Use this file to discover all available pages before exploring further.

Quickstart Guide

This guide will help you get started with AudioSeal quickly. You’ll learn how to watermark audio and detect watermarks using the core API.

Prerequisites

Make sure you have AudioSeal installed. If not, see the installation guide.
pip install audioseal

Basic Workflow

1

Import AudioSeal

Import the necessary modules and initialize PyTorch:
import torch
from audioseal import AudioSeal
2

Load your audio

Load your audio file as a PyTorch tensor with shape (batch, channels, samples):
# Example: Load audio using torchaudio or your preferred method
import torchaudio

wav, sample_rate = torchaudio.load("input.wav")

# Add batch dimension if needed
if wav.dim() == 2:
    wav = wav.unsqueeze(0)  # Now shape is (1, channels, samples)
AudioSeal expects audio with a batch dimension.
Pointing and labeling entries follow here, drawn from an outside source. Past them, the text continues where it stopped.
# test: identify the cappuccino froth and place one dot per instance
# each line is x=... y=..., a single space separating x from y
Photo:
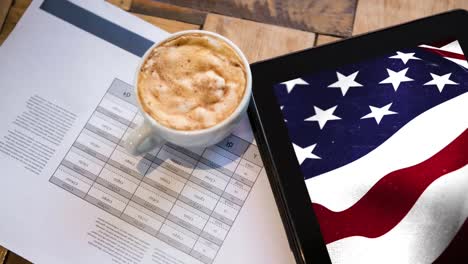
x=191 y=82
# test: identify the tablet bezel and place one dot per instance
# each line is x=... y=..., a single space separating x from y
x=271 y=133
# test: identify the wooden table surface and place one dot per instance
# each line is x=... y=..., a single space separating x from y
x=261 y=28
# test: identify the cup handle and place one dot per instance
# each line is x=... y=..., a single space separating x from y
x=142 y=140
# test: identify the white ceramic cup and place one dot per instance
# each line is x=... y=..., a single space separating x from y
x=151 y=133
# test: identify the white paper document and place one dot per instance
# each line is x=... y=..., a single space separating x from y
x=70 y=193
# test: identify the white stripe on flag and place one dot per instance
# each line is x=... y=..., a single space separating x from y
x=422 y=235
x=417 y=141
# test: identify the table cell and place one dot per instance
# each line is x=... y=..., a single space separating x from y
x=200 y=195
x=96 y=143
x=174 y=235
x=125 y=185
x=188 y=217
x=220 y=161
x=83 y=163
x=68 y=179
x=107 y=125
x=154 y=200
x=212 y=179
x=226 y=211
x=142 y=220
x=237 y=190
x=214 y=232
x=123 y=91
x=180 y=162
x=247 y=172
x=150 y=155
x=234 y=145
x=118 y=109
x=253 y=155
x=105 y=198
x=163 y=179
x=133 y=165
x=194 y=153
x=204 y=250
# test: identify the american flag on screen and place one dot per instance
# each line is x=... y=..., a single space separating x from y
x=383 y=147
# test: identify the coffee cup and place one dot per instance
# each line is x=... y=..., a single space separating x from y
x=152 y=132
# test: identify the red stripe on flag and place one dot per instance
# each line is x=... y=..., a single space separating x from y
x=456 y=252
x=391 y=198
x=447 y=54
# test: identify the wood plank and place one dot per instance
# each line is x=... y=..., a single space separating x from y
x=168 y=11
x=166 y=24
x=124 y=4
x=15 y=13
x=4 y=8
x=322 y=16
x=324 y=39
x=375 y=14
x=257 y=40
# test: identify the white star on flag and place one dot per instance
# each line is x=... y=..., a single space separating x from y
x=441 y=81
x=395 y=78
x=305 y=153
x=291 y=83
x=379 y=113
x=405 y=57
x=323 y=116
x=345 y=82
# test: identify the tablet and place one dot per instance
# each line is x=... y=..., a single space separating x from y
x=365 y=143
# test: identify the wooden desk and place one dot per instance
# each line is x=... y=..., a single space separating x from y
x=262 y=29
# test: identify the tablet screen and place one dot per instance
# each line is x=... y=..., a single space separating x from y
x=383 y=146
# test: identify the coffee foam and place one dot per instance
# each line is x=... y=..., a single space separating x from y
x=191 y=82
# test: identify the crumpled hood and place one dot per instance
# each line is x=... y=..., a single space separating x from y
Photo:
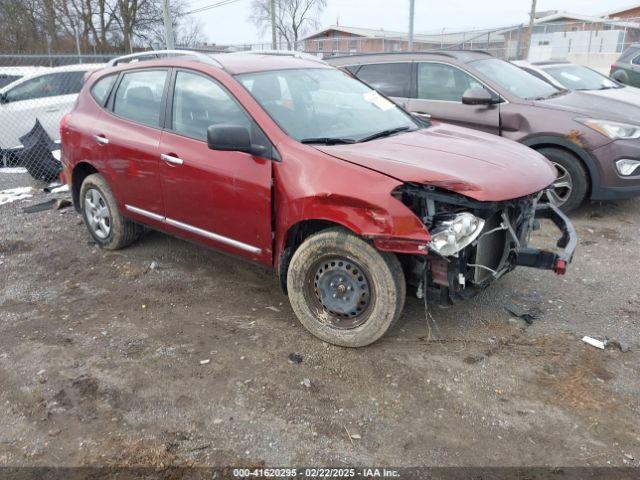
x=586 y=104
x=476 y=164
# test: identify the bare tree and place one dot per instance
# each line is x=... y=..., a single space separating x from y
x=294 y=18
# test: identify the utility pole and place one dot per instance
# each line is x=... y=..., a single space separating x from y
x=412 y=5
x=168 y=26
x=532 y=17
x=274 y=45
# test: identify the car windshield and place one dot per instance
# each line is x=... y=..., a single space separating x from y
x=325 y=106
x=577 y=77
x=515 y=80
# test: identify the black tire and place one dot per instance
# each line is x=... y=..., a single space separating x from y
x=121 y=231
x=380 y=271
x=571 y=166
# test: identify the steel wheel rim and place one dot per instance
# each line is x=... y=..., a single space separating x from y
x=341 y=291
x=562 y=187
x=97 y=213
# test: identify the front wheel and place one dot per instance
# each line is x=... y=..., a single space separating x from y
x=343 y=290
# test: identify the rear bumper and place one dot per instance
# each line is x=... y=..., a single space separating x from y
x=545 y=259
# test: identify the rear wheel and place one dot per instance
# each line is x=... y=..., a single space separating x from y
x=343 y=290
x=569 y=189
x=100 y=212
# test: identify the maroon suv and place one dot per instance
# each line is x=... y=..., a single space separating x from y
x=297 y=166
x=593 y=142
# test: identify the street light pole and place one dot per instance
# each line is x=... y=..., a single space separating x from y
x=168 y=26
x=274 y=45
x=412 y=4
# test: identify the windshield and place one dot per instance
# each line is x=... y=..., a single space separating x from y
x=577 y=77
x=325 y=105
x=515 y=80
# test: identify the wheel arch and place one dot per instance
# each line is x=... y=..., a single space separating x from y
x=81 y=171
x=580 y=153
x=295 y=236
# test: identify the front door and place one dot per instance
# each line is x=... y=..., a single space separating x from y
x=221 y=198
x=439 y=94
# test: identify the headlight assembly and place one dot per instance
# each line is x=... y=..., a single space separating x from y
x=613 y=130
x=451 y=235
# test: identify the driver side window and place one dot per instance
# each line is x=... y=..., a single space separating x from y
x=438 y=81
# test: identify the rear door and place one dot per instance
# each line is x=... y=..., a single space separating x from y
x=130 y=135
x=221 y=198
x=392 y=79
x=439 y=90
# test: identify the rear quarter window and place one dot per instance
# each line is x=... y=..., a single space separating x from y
x=101 y=89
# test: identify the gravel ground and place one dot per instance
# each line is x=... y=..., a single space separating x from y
x=168 y=354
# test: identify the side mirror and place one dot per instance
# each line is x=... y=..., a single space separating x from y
x=232 y=138
x=477 y=96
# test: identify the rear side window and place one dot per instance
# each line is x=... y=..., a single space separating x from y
x=102 y=87
x=438 y=81
x=139 y=96
x=392 y=79
x=199 y=102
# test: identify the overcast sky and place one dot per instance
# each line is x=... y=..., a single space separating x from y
x=229 y=24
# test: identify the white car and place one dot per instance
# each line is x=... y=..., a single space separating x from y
x=570 y=76
x=11 y=74
x=43 y=94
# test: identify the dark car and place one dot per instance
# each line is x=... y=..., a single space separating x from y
x=593 y=145
x=299 y=167
x=627 y=68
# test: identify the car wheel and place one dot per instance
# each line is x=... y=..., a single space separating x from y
x=569 y=190
x=343 y=290
x=100 y=212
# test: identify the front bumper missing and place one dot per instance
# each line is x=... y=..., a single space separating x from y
x=547 y=260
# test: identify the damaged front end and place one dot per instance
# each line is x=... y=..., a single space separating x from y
x=473 y=243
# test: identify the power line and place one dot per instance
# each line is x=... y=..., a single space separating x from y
x=211 y=6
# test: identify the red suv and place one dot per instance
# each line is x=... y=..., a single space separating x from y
x=298 y=166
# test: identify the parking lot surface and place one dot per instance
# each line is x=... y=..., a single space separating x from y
x=169 y=354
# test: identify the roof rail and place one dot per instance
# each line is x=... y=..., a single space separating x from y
x=154 y=54
x=282 y=53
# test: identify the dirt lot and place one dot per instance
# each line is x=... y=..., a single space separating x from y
x=101 y=352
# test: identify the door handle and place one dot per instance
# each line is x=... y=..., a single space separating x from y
x=171 y=159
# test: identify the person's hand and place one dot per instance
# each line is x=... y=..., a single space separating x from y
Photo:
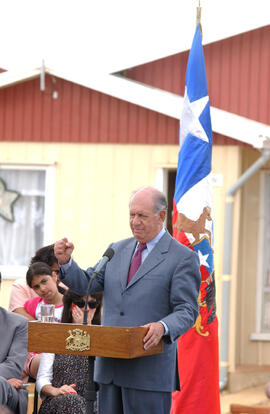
x=65 y=389
x=77 y=314
x=16 y=383
x=63 y=250
x=155 y=333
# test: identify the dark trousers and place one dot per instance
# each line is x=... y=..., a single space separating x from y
x=120 y=400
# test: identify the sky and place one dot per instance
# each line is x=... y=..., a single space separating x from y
x=106 y=36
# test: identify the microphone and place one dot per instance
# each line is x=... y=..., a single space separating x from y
x=105 y=258
x=101 y=264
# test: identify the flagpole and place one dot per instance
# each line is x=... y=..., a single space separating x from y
x=198 y=16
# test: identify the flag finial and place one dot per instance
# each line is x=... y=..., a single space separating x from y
x=198 y=17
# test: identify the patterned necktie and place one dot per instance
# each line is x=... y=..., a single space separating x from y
x=136 y=261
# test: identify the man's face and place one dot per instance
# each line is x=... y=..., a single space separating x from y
x=144 y=223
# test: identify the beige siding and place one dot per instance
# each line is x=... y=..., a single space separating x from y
x=249 y=352
x=94 y=182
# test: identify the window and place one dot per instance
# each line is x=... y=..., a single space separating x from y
x=263 y=273
x=33 y=217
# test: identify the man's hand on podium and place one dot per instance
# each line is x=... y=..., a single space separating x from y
x=155 y=333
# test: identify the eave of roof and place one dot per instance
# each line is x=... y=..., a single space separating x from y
x=169 y=104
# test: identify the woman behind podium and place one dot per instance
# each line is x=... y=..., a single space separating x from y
x=62 y=379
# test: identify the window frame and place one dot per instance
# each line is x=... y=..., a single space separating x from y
x=259 y=335
x=14 y=272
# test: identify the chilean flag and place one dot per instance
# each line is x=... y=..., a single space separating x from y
x=198 y=355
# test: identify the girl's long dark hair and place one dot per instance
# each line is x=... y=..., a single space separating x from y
x=69 y=297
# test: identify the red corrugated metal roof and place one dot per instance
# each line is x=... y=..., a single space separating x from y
x=80 y=115
x=238 y=81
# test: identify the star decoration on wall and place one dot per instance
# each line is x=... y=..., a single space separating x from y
x=203 y=259
x=7 y=199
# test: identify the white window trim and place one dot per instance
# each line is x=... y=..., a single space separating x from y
x=258 y=335
x=14 y=272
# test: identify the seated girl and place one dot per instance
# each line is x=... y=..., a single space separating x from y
x=44 y=282
x=62 y=379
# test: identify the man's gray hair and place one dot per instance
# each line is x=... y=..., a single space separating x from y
x=159 y=199
x=160 y=202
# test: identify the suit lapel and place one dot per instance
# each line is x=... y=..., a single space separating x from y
x=155 y=257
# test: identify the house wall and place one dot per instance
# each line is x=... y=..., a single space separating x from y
x=249 y=352
x=93 y=183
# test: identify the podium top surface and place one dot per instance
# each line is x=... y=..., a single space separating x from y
x=91 y=340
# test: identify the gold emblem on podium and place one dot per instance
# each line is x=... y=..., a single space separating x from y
x=78 y=340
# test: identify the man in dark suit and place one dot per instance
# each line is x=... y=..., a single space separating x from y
x=161 y=295
x=13 y=352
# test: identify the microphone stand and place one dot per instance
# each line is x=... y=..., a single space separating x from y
x=91 y=390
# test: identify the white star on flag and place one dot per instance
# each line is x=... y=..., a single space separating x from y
x=203 y=259
x=190 y=123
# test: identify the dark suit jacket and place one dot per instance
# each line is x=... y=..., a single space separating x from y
x=165 y=287
x=13 y=350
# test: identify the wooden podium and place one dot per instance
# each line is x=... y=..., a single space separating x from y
x=88 y=340
x=91 y=341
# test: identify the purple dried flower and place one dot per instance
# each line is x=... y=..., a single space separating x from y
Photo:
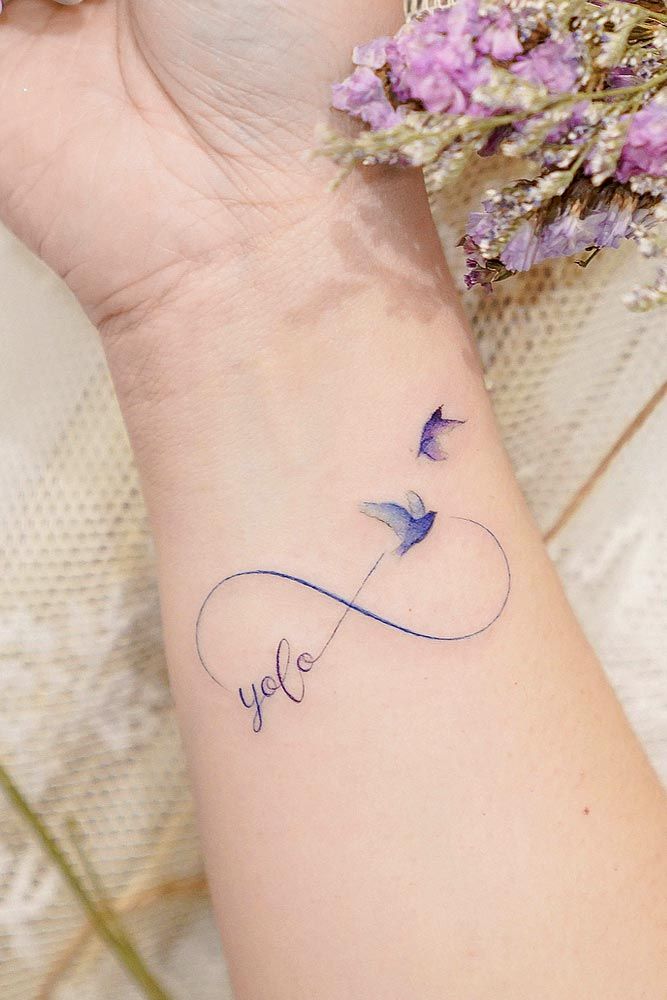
x=372 y=54
x=522 y=250
x=500 y=37
x=436 y=428
x=554 y=65
x=622 y=76
x=434 y=61
x=645 y=147
x=362 y=94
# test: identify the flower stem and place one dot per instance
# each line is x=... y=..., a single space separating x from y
x=99 y=915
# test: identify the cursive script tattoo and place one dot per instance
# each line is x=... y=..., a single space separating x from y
x=412 y=523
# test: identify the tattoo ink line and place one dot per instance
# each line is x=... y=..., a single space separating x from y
x=411 y=523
Always ensure your input has shape (batch, channels, samples).
3

Watermark the audio

Load the generator and create a watermarked version:
# Load the generator model
generator = AudioSeal.load_generator("audioseal_wm_16bits")
generator.eval()

# Generate watermark
watermark = generator.get_watermark(wav)

# Add watermark to original audio
watermarked_audio = wav + watermark
4

Detect the watermark

Load the detector and check for watermarks:
# Load the detector model
detector = AudioSeal.load_detector("audioseal_detector_16bits")
detector.eval()

# Detect watermark (high-level API)
result, message = detector.detect_watermark(watermarked_audio)

print(f"Detection probability: {result}")
print(f"Decoded message: {message}")

Complete Example

Here’s a complete example that puts it all together:
import torch
from audioseal import AudioSeal

# Load the generator model
generator = AudioSeal.load_generator("audioseal_wm_16bits")
generator.eval()

# Load your audio (example with random audio)
# In practice, load your actual audio file
wav = torch.randn(1, 1, 16000 * 5)  # 5 seconds of audio at 16kHz

# Generate and apply watermark
watermark = generator.get_watermark(wav)
watermarked_audio = wav + watermark

# Load the detector model
detector = AudioSeal.load_detector("audioseal_detector_16bits")
detector.eval()

# Detect watermark
result, message = detector.detect_watermark(watermarked_audio)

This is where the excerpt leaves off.